NEW YORK (Reuters) – A U.S. judge on Thursday authorized the release of new records from a 2015 civil lawsuit against Ghislaine Maxwell, the British socialite and longtime Jeffrey Epstein associate who is facing criminal charges that she lured girls for the late financier to sexually abuse.
Over Maxwell’s objections, U.S. District Judge Loretta Preska in Manhattan said the presumption the public has a right to access large portions of the more than 80 documents at issue outweighed Maxwell’s arguments for keeping them under wraps, including that they could prove embarrassing.
Preska also said personal identifying information contained in the documents, as well as the names of many “non-parties,” will be redacted.
The documents will not be released immediately, after the judge granted Maxwell’s lawyer a week to file an emergency motion with the federal appeals court in Manhattan to block the release.
Maxwell, 58, is being held in a Brooklyn jail after pleading not guilty on July 10 to charges she helped Epstein recruit and eventually abuse girls from 1994 to 1997, and committed perjury by denying knowledge of his abuse in depositions.
If the documents are released, they are likely to shed more light on Maxwell’s dealings with Epstein, as well as Epstein’s own conduct.
They include flight logs from Epstein’s private jets, deposition testimony in 2016 in which Maxwell’s lawyers said she was asked “intrusive” questions about her sex life, and police reports from Palm Beach, Florida, where Epstein had a home.
The documents were part of a defamation lawsuit by Epstein accuser Virginia Giuffre against Maxwell, which was confidentially settled in 2017.
Giuffre has accused Maxwell of enabling Epstein to abuse her when she was underage. Maxwell has denied this.
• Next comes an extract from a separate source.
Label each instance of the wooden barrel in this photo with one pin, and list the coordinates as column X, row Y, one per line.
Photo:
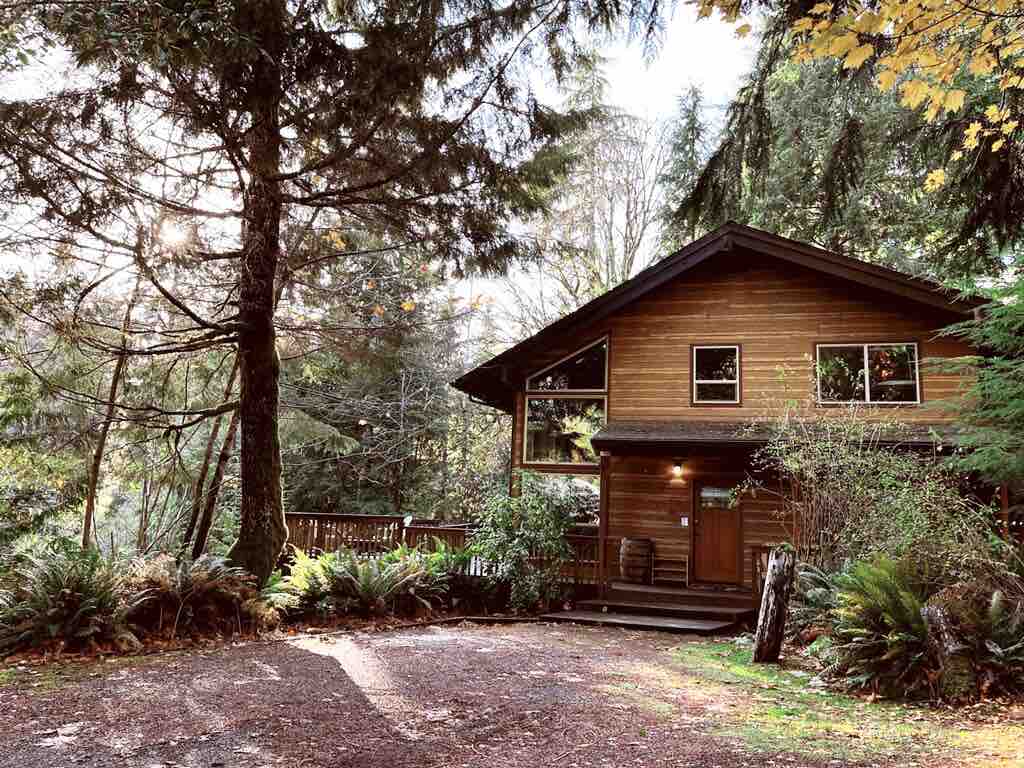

Maxwell is trying to halt the dissemination of information that she believes could impede her defense in the criminal case, including out-of-court statements by prosecutors, FBI agents and lawyers for some accusers.
U.S. District Judge Alison Nathan said in a separate order on Thursday that a gag order was not needed now to protect Maxwell’s right to a fair trial, but that she “will not hesitate” to act if needed.
Some records, including parts of Maxwell’s deposition testimony, were unsealed on Aug. 9, 2019, one day after Epstein executed his will and one day before he was found hanged in his jail cell at age 66. His death was ruled a suicide.
Before his arrest Epstein had socialized over the years with many prominent people, including Britain’s Prince Andrew, U.S. President Donald Trump and former President Bill Clinton.
He reached a nonprosecution agreement with U.S. prosecutors in Miami in 2007, and later pleaded guilty to state prostitution charges rather than face federal sex trafficking charges. That agreement is now widely seen as too lenient.